Understandably here, poor people will always have poor health. A sad situation that is, as dogs in the upper echelon of society understandably will have better health than poor people.
Sanjay Gupta as moderator of the program chimed in with his personal experience, who by the way is a salaried doctor, and in effect have a heart. He emphasized the following gruesome fact of some hospitalization costs:
1. one IV bag $280.00
2. one stapler $1200.00
3. one chest tube $1100.00
4. one suture $200.00
5. one biopsy needle $800.00
Needless to say he was bold over by the fact that these things cost so much.
These are some of the things a patient pays for upon hospitalization or more precisely what is charged to him/her along with countless others that need a decoder or a mystery solver to understand. The opaqueness of these bills should be compared to the black hole in our galaxy.
That is why people like Nancy Davenport-Ennis exist. This goodly lady is the founder and CEO of Patient Advocate Foundation who fights and negotiates for people with these exorbitant hospital bills. One of the advices she gave was to get a copy of the bill, IN ITS ENTIRETY and look for redundancies on it. Indeed redundancies, as you can be billed more than one for the same thing.
So until no resident will say I am sick (Isaiah 33:24) you like me, would probably want a longer and better quality of life expectancy like the Japanese who are number one in the world. That being the case we were advised to seriously think about what must be given up today to return to the quality of life we had before.

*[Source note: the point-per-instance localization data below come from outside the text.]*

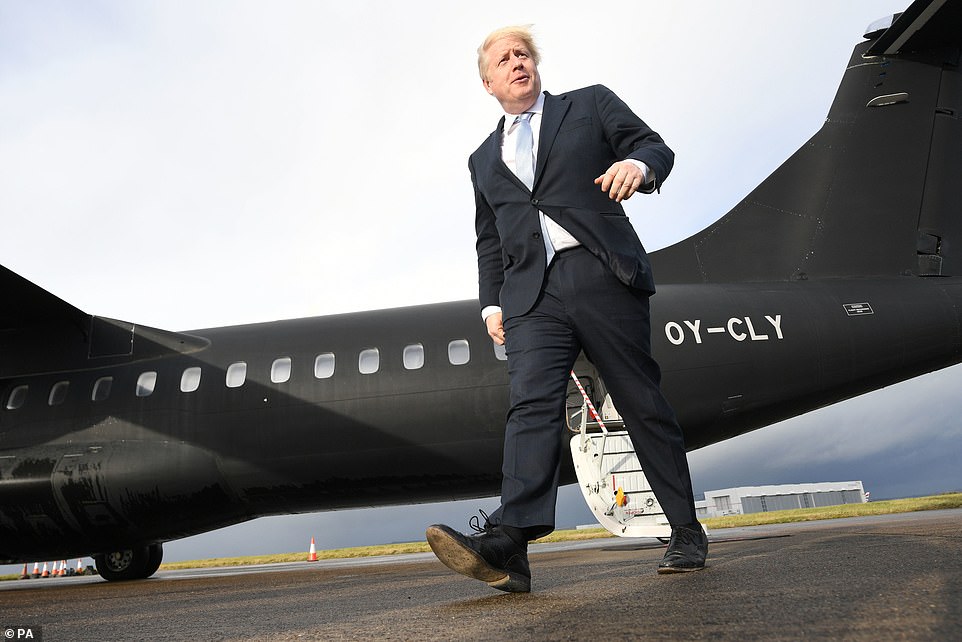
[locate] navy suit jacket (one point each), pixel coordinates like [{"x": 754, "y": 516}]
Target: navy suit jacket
[{"x": 582, "y": 133}]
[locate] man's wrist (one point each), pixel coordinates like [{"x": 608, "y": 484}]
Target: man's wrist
[{"x": 488, "y": 310}]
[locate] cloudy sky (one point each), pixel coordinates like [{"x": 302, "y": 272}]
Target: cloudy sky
[{"x": 194, "y": 164}]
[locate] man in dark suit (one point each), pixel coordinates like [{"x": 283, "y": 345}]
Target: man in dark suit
[{"x": 561, "y": 270}]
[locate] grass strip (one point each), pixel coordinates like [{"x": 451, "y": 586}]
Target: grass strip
[{"x": 933, "y": 502}]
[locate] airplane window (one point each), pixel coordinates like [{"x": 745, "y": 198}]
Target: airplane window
[
  {"x": 413, "y": 356},
  {"x": 18, "y": 396},
  {"x": 281, "y": 370},
  {"x": 236, "y": 374},
  {"x": 58, "y": 393},
  {"x": 324, "y": 365},
  {"x": 368, "y": 361},
  {"x": 146, "y": 383},
  {"x": 102, "y": 388},
  {"x": 190, "y": 380},
  {"x": 459, "y": 352}
]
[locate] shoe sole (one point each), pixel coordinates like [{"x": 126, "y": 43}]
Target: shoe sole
[
  {"x": 668, "y": 570},
  {"x": 465, "y": 561}
]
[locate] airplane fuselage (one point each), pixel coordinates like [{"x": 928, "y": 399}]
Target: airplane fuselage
[{"x": 388, "y": 407}]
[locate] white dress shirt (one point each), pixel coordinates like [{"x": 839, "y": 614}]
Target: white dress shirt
[{"x": 558, "y": 237}]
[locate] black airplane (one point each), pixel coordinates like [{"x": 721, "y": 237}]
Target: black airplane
[{"x": 837, "y": 275}]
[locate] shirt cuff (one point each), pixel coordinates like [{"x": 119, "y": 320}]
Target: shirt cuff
[
  {"x": 648, "y": 183},
  {"x": 488, "y": 310}
]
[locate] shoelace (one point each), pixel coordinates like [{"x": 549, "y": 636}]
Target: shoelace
[{"x": 475, "y": 523}]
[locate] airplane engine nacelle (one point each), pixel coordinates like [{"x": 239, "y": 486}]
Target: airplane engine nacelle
[{"x": 70, "y": 500}]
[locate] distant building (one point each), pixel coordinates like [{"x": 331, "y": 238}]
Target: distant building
[{"x": 761, "y": 499}]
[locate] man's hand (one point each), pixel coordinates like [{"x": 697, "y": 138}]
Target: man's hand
[
  {"x": 621, "y": 180},
  {"x": 495, "y": 327}
]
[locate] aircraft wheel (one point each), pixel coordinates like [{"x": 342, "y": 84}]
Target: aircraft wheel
[{"x": 130, "y": 564}]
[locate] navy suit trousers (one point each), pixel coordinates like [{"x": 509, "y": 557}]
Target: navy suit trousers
[{"x": 583, "y": 306}]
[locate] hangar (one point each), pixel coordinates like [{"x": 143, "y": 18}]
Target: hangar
[{"x": 761, "y": 499}]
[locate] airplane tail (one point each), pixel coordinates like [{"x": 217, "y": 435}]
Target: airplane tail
[
  {"x": 39, "y": 332},
  {"x": 876, "y": 191}
]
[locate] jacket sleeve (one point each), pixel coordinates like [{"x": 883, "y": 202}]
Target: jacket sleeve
[
  {"x": 630, "y": 137},
  {"x": 490, "y": 259}
]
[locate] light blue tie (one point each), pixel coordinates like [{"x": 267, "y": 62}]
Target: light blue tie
[
  {"x": 524, "y": 152},
  {"x": 524, "y": 168}
]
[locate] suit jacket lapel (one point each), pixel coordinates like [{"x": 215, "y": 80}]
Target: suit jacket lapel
[{"x": 555, "y": 109}]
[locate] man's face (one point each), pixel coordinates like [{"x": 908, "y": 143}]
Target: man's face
[{"x": 512, "y": 76}]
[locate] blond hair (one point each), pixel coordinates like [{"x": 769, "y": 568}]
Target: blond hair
[{"x": 521, "y": 32}]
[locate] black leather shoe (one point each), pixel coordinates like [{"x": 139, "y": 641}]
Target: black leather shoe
[
  {"x": 687, "y": 551},
  {"x": 490, "y": 556}
]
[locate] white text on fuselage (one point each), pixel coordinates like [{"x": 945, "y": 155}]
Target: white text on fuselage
[{"x": 737, "y": 328}]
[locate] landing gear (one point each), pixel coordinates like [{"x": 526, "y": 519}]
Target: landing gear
[{"x": 130, "y": 564}]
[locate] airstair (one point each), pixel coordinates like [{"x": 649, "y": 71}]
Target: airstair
[{"x": 611, "y": 479}]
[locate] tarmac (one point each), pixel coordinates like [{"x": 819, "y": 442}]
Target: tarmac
[{"x": 868, "y": 578}]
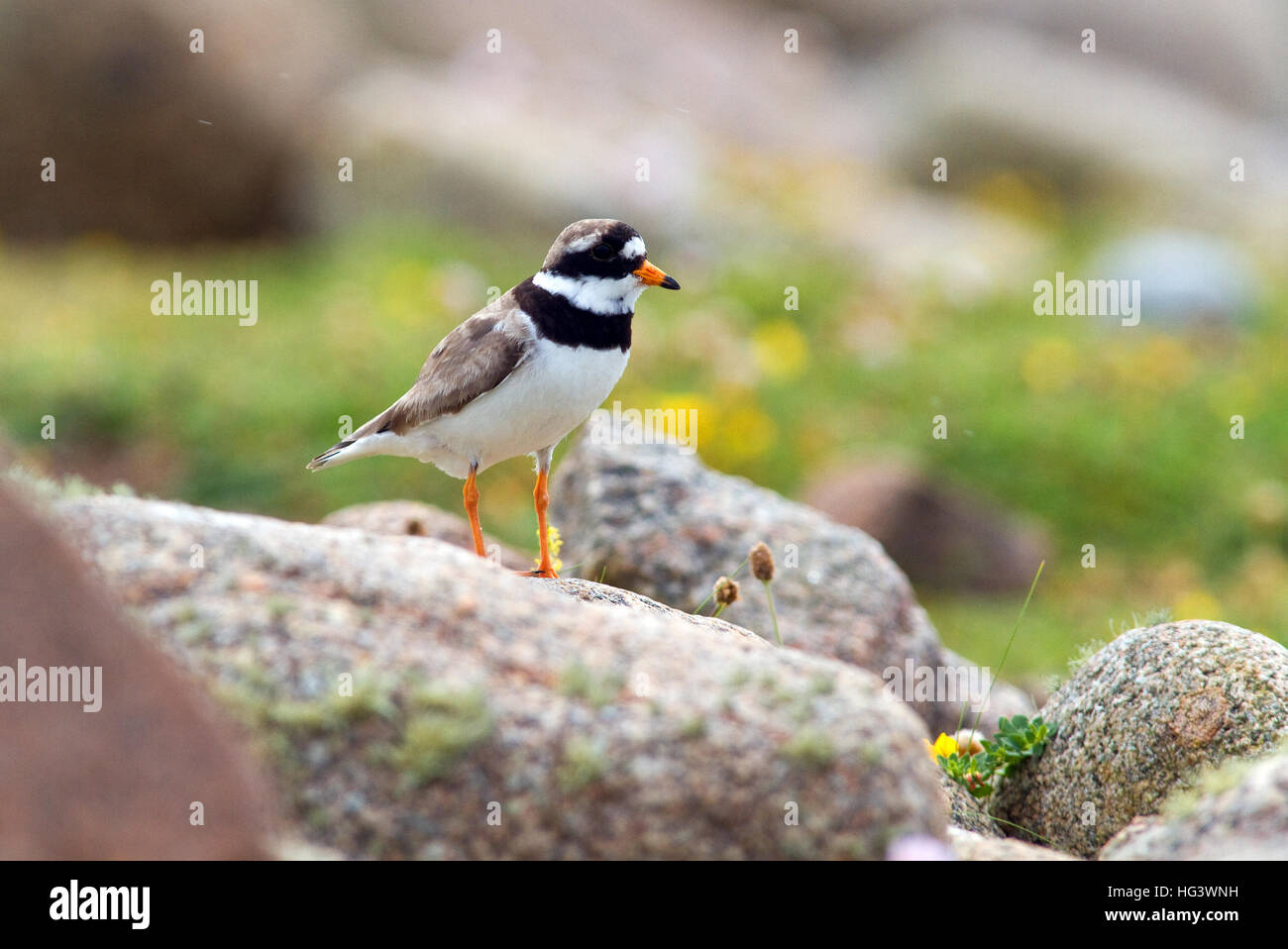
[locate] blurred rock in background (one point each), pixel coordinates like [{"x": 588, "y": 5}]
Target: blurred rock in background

Gupta concluded this program by saying that the Japanese had a style of eating where they put away the food when 80% finished as it takes a while for the brain to catch up to the stomach, and to tell you that you are full. And, his final thought was that we should break a sweat daily.
No one says we will ever live forever in this system. Assuredly though, we can live a better quality of live with better health. Dr. Andrew Weil who appeared on the first symposium pointed out that how we eat now is not how our fore parents eat, and that the food we eat is the culprit to most diseases. He has long since been a proponent of alternative medicines.
So there you have it.
The big question is, are we going to take heed? I have survived prostate cancer and my story is here for you to read and be further warned. Please access it at this link PROSTATE CANCER AND ME…OR YOU, THE TWO STAGES (MAN TO MAN).
This CNN documentary, a story of greed, and a story of disease management instead of health care, deserves three cheers. They have put forth a great effort to expose and correct a system, by its own nature: infected.
Until then walk good and pack light.